Patient satisfaction

Due to the increased competition between insurance providers United Healthcare will need to strive to provide patient satisfaction to all of their clients. The plan to increase the patient satisfaction would need to focus on determining areas of improvement. This could be completed through patient surveys that would identify areas of need. United Healthcare can then develop a plan to address concerns. The company would also need to focus on not only training customer services representatives in healthcare policy but also on how to provide customer service to individuals who may be upset about their coverage. As these representatives are the first individuals who clients encounter United Healthcare would need to focus on improving the service they provide. 

Conclusion

Healthcare reform has resulted in sweeping changes to the healthcare system that will require United Healthcare to evolve if the company wants to continue to hold the mantle of the largest provider in the United States. Through the use of a strategic plan that will accommodate for the increased number of patients they will serve the company can prepare itself for these changes. As the nation begins to focus on quality healthcare the insurance providers will also need to shift their focus from profit to optimal healthcare. The policies that United Healthcare implements will demonstrate whether they are focused on profit or care. Through being the company that is focused on quality care United Healthcare can prepare itself for the upcoming changes as well as being competitive with other providers.
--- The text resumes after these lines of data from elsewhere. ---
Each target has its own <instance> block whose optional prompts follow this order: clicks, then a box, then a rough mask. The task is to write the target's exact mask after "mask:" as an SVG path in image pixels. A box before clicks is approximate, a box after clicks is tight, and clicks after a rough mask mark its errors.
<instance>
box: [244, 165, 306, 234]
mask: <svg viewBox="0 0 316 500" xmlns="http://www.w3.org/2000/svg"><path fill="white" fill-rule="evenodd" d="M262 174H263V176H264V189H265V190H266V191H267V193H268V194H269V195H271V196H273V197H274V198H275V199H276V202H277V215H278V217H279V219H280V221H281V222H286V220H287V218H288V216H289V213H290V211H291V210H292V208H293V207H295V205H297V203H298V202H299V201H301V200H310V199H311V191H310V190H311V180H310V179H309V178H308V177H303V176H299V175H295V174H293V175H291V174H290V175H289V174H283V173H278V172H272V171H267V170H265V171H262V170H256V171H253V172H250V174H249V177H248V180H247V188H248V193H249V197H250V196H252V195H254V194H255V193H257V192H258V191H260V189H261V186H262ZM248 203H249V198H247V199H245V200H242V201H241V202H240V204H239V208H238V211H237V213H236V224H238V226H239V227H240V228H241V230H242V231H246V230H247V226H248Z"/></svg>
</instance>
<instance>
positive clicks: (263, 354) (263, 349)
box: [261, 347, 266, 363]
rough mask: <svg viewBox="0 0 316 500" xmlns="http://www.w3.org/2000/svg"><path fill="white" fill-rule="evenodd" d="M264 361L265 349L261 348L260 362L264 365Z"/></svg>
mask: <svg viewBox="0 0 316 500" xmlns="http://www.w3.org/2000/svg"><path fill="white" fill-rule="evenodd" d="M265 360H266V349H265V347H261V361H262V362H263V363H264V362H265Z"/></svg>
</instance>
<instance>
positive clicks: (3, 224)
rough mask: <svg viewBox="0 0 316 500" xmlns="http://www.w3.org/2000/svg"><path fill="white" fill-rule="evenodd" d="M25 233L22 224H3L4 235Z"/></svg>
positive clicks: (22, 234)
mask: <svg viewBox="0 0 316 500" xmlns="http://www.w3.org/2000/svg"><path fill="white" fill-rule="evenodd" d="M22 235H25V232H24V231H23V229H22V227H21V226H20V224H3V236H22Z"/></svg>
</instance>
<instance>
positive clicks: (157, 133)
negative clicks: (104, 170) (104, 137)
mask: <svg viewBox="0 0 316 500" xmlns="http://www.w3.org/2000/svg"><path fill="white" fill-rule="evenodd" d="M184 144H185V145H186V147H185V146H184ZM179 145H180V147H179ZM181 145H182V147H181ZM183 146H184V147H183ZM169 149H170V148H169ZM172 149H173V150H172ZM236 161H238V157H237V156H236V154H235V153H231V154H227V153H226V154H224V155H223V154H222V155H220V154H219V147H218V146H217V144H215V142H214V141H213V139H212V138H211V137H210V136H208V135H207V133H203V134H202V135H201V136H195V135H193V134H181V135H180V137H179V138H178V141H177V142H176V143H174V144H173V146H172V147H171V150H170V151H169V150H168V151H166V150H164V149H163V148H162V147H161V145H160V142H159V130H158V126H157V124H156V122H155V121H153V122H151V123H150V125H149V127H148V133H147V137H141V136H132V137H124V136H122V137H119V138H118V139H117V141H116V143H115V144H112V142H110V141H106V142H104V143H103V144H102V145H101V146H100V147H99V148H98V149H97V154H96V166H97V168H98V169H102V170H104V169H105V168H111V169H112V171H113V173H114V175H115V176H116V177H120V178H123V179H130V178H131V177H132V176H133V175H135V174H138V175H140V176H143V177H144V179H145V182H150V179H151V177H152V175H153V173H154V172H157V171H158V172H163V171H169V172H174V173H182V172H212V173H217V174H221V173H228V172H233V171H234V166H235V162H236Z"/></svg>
Through these steps United Healthcare can become the manage care provider of the future. 

References

Diehr, P., Williams, S. J., Martin, D. P., & Price, K. (1984). Ambulatory mental health services utilization in three provider plans. Medical Care, 22(1), 1-13.

Draper, D. A., Hurley, R. E., Lesser, C. S., & Strunk, B. C. (2002). The changing face of managed care. Health Affairs, 21(1), 11-23.

Goozner, M. (2011). United healthcare, five oncology practices try bundled payments. Journal of the National Cancer Institute, 103(1), 8-10.

PPMR (2011). United Healthcare’s Premium Designation Program for Physician Performance Measurement and Reporting Value Based Purchasing Guide, 1-7.